Financial Performance Overview
For the quarter ended March 31, 2026, PI Industries faced significant headwinds, resulting in a 12% year-on-year decline in revenue to INR 15,652 Mn and a 39% dip in Net Profit to INR 2,002 Mn. For the full fiscal year FY26, revenue stood at INR 67,137 Mn with a Net Profit of INR 13,208 Mn. Despite these figures, the company maintained healthy operational discipline, achieving a Gross Margin of 58%, representing a 507 bps improvement over the previous year.
Strategic Business Highlights
The company continues to diversify its portfolio to mitigate sector-specific volatility. Notably, the Pharma business recorded strong growth, with a 40% year-on-year revenue increase in FY26. Furthermore, the company successfully commercialized 5 new molecules in its exports division and launched 4 new products in its domestic agri-brands segment. PI Industries’ commitment to innovation remains clear, with 90+ projects currently in the R&D pipeline.
Future Growth Engines
PI Industries is aggressively scaling its Biologicals segment, which has reached an annualized revenue of approximately USD 12 Mn with margins exceeding 60%. The company’s expansion into electronics and specialty chemicals, alongside its robust Pharma CRDMO capabilities, positions it for sustained long-term growth.
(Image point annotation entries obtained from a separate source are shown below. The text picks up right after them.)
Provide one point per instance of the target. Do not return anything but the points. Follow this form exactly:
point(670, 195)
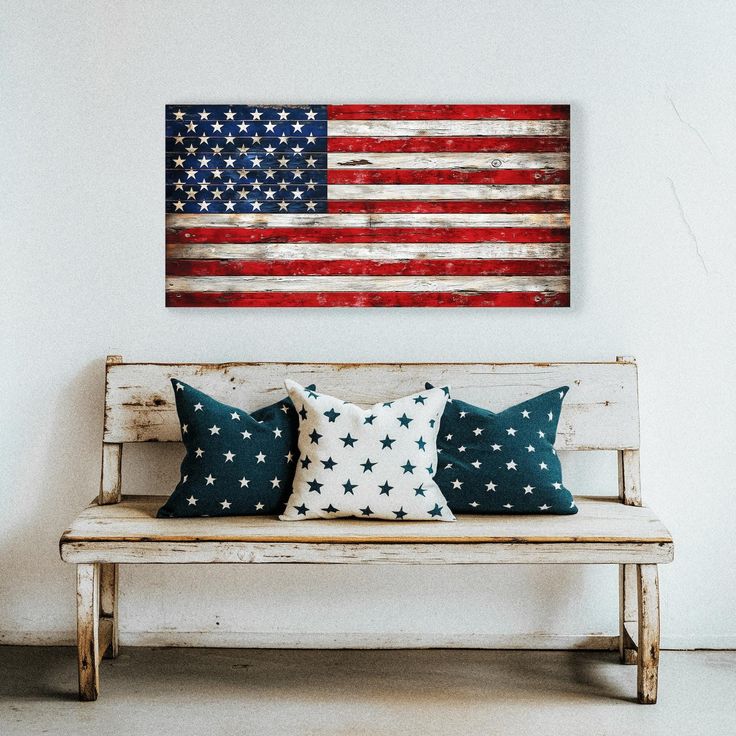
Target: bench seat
point(601, 413)
point(604, 530)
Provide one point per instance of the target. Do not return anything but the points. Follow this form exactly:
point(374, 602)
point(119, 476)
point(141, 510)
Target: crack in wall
point(689, 125)
point(688, 227)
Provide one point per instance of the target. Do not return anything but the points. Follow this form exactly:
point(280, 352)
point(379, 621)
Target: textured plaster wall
point(81, 179)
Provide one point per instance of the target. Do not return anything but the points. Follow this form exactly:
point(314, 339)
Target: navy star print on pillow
point(503, 463)
point(237, 463)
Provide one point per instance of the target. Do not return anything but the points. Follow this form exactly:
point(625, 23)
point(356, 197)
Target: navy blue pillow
point(236, 463)
point(503, 463)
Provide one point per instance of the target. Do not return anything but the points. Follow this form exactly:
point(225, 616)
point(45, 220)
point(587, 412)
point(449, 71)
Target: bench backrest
point(600, 412)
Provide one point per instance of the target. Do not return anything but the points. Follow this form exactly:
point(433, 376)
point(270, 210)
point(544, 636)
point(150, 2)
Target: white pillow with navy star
point(375, 463)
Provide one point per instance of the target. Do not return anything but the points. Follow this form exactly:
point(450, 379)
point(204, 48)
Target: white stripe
point(449, 191)
point(444, 160)
point(365, 251)
point(446, 127)
point(465, 284)
point(494, 219)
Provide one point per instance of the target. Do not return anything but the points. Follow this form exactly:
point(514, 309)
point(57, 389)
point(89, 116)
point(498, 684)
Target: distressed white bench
point(600, 413)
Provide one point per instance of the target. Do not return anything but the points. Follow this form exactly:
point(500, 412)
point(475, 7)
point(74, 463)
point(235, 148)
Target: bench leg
point(628, 613)
point(109, 605)
point(88, 630)
point(648, 644)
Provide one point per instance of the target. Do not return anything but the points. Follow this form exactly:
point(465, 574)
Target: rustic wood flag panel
point(367, 205)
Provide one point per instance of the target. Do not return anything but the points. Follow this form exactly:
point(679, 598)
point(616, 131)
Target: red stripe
point(461, 144)
point(448, 112)
point(448, 176)
point(458, 207)
point(369, 235)
point(419, 267)
point(366, 299)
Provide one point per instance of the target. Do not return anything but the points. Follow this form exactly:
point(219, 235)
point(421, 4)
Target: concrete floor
point(304, 692)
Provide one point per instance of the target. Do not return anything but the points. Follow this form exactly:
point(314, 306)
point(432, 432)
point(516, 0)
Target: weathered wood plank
point(367, 283)
point(105, 638)
point(444, 160)
point(628, 612)
point(109, 605)
point(447, 127)
point(363, 553)
point(450, 191)
point(601, 519)
point(368, 251)
point(648, 643)
point(472, 219)
point(600, 412)
point(310, 299)
point(111, 479)
point(88, 642)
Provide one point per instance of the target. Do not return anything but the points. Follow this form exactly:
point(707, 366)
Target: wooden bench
point(600, 413)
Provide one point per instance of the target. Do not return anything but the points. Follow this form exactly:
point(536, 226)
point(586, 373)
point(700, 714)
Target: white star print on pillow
point(375, 463)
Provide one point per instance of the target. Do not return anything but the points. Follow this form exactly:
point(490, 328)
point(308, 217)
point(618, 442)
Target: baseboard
point(361, 640)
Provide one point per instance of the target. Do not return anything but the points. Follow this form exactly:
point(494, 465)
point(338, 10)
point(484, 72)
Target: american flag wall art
point(367, 205)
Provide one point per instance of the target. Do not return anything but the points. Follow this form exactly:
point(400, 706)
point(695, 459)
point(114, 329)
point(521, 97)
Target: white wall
point(81, 171)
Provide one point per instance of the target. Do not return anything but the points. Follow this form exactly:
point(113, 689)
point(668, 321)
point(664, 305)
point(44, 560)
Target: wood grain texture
point(357, 251)
point(600, 519)
point(402, 128)
point(109, 606)
point(111, 478)
point(470, 219)
point(648, 643)
point(628, 612)
point(449, 160)
point(364, 553)
point(367, 284)
point(88, 642)
point(600, 411)
point(367, 299)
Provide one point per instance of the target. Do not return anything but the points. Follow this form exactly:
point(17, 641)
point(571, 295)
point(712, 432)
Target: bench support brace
point(96, 623)
point(647, 665)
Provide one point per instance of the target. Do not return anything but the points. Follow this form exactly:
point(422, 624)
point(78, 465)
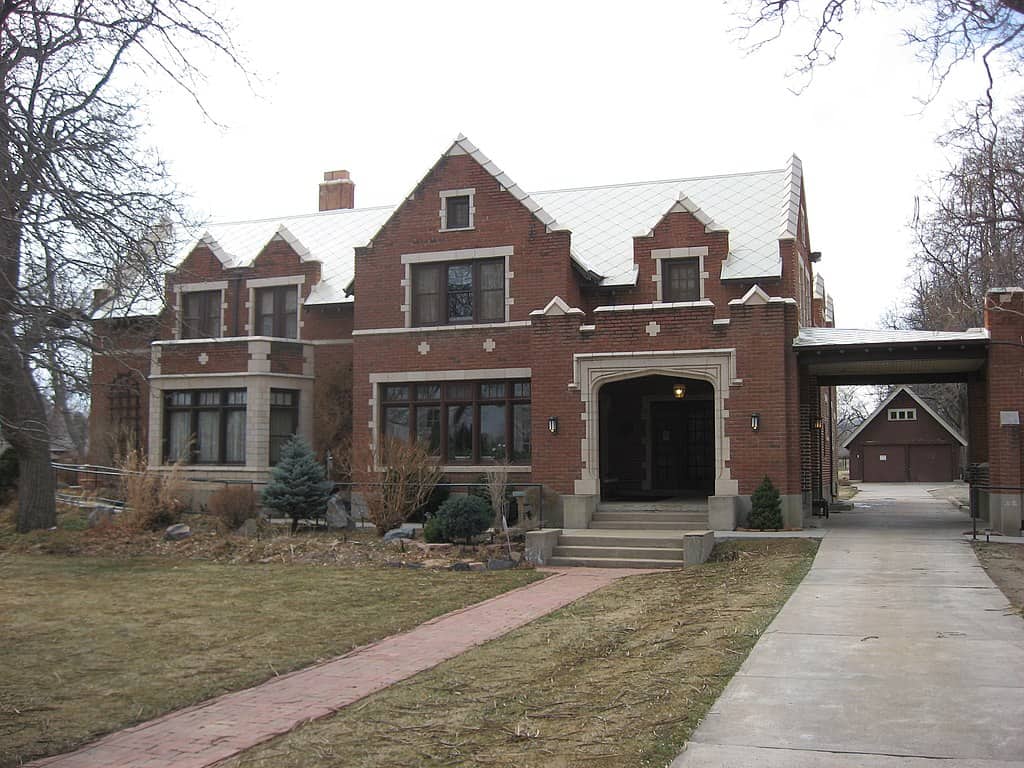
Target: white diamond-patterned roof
point(753, 207)
point(810, 337)
point(758, 209)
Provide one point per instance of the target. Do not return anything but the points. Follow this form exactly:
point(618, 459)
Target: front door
point(682, 448)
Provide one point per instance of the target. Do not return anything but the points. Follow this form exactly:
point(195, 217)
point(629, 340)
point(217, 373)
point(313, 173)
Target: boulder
point(339, 514)
point(402, 532)
point(177, 531)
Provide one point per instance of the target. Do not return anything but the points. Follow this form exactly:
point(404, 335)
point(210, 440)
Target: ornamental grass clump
point(766, 507)
point(297, 488)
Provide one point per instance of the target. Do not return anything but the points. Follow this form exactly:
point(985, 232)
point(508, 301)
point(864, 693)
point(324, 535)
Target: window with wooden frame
point(201, 314)
point(463, 422)
point(902, 414)
point(205, 426)
point(450, 293)
point(681, 280)
point(278, 311)
point(284, 420)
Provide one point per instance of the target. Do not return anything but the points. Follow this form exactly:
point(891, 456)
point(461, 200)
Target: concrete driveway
point(896, 650)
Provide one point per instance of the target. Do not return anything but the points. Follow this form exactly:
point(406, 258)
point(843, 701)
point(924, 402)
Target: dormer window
point(201, 314)
point(278, 311)
point(682, 280)
point(457, 210)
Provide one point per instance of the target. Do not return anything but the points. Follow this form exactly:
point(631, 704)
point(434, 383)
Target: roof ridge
point(311, 214)
point(662, 181)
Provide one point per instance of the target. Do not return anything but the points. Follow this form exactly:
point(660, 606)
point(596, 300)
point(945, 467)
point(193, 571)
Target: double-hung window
point(201, 314)
point(205, 426)
point(449, 293)
point(278, 311)
point(681, 280)
point(284, 420)
point(464, 422)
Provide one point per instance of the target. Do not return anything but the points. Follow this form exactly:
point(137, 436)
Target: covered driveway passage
point(989, 360)
point(895, 650)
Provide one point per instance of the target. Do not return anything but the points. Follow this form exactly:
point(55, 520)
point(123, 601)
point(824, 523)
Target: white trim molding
point(592, 371)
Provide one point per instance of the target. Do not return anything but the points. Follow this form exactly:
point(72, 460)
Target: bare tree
point(82, 203)
point(944, 33)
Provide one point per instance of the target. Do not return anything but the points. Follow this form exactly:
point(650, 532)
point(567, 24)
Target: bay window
point(205, 426)
point(449, 293)
point(462, 422)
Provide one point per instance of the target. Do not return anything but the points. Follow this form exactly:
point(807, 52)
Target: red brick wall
point(541, 260)
point(1005, 321)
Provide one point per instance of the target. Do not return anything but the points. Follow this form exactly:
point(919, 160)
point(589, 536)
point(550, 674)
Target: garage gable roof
point(924, 406)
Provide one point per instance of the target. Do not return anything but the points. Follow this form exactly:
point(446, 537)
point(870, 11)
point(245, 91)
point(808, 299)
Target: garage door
point(931, 464)
point(885, 464)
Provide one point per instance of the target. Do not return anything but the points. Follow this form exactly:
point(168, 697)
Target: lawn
point(620, 678)
point(89, 645)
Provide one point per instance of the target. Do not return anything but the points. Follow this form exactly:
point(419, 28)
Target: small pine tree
point(297, 487)
point(766, 509)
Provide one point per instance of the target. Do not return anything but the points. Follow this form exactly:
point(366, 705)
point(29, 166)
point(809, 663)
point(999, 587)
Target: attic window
point(902, 414)
point(457, 210)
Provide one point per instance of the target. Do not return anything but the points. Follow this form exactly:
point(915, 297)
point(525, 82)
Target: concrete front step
point(649, 525)
point(652, 516)
point(621, 550)
point(611, 562)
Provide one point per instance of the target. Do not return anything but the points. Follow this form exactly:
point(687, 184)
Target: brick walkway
point(209, 732)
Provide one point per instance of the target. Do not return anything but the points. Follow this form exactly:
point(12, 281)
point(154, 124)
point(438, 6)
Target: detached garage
point(904, 440)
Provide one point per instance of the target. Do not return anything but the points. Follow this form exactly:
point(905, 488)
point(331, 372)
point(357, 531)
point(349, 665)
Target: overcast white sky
point(567, 94)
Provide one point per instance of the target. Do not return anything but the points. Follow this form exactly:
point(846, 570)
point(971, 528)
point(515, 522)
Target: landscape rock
point(339, 514)
point(177, 531)
point(401, 532)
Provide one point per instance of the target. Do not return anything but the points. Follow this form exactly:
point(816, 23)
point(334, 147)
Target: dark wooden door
point(885, 464)
point(683, 446)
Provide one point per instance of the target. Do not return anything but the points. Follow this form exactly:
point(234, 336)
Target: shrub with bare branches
point(232, 505)
point(153, 500)
point(402, 474)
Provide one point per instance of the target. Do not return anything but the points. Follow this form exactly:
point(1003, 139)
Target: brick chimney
point(337, 192)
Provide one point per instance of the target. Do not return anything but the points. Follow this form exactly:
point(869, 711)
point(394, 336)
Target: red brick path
point(209, 732)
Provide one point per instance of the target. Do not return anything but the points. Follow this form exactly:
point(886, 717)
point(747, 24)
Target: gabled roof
point(758, 210)
point(924, 406)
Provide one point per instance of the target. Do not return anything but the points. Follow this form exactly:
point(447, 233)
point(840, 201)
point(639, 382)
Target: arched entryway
point(656, 438)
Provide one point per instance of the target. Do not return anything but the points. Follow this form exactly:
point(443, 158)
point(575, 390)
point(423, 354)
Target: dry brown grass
point(91, 645)
point(620, 678)
point(1005, 565)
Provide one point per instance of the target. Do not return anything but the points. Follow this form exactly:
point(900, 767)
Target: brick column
point(1005, 321)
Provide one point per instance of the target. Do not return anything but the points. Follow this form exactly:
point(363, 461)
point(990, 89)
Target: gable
point(928, 425)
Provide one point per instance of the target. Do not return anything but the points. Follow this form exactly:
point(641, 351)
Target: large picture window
point(278, 311)
point(284, 420)
point(201, 314)
point(681, 280)
point(462, 422)
point(205, 426)
point(459, 292)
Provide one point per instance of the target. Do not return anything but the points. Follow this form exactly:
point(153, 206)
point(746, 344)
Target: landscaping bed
point(93, 644)
point(1005, 565)
point(620, 678)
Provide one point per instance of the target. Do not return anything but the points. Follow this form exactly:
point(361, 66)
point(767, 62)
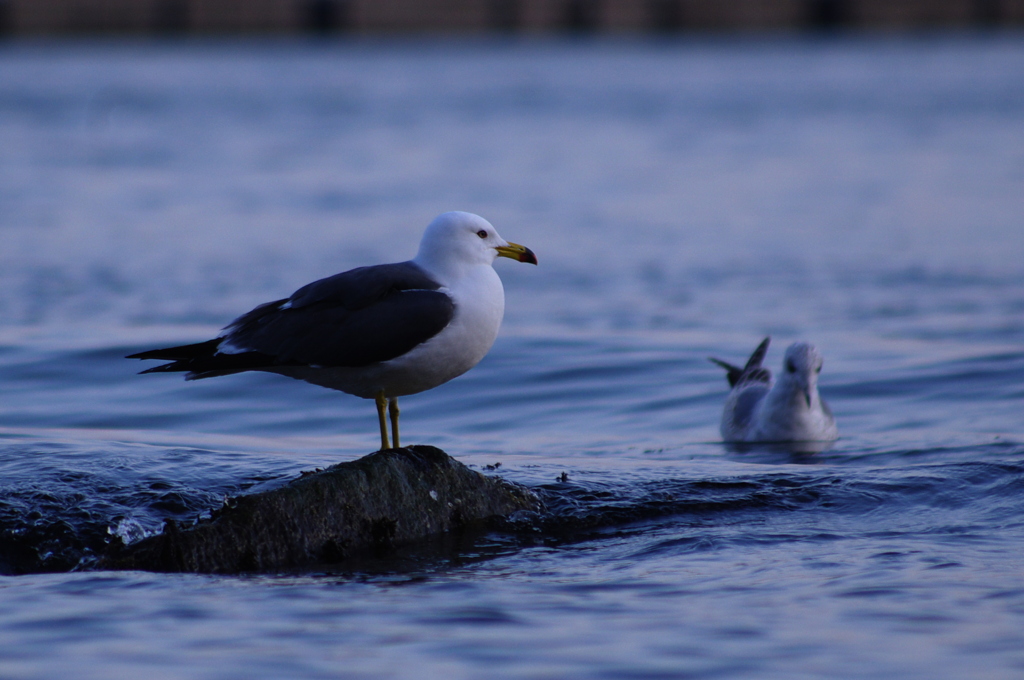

With INR 11,508 Mn invested in Capex during FY26, the firm is strengthening its manufacturing and technological footprint to support future customer demand.
Sustainability and Recognition
Reinforcing its commitment to responsible business practices, PI Industries has been featured in the S&P Global Sustainability Yearbook for the third consecutive year and ranks in the top 2 percentile of ESG-rated companies globally. The Board has also signaled confidence in the company’s outlook by approving a final dividend of Rs 10 per share, bringing the total dividend for FY25-26 to Rs 15 per share.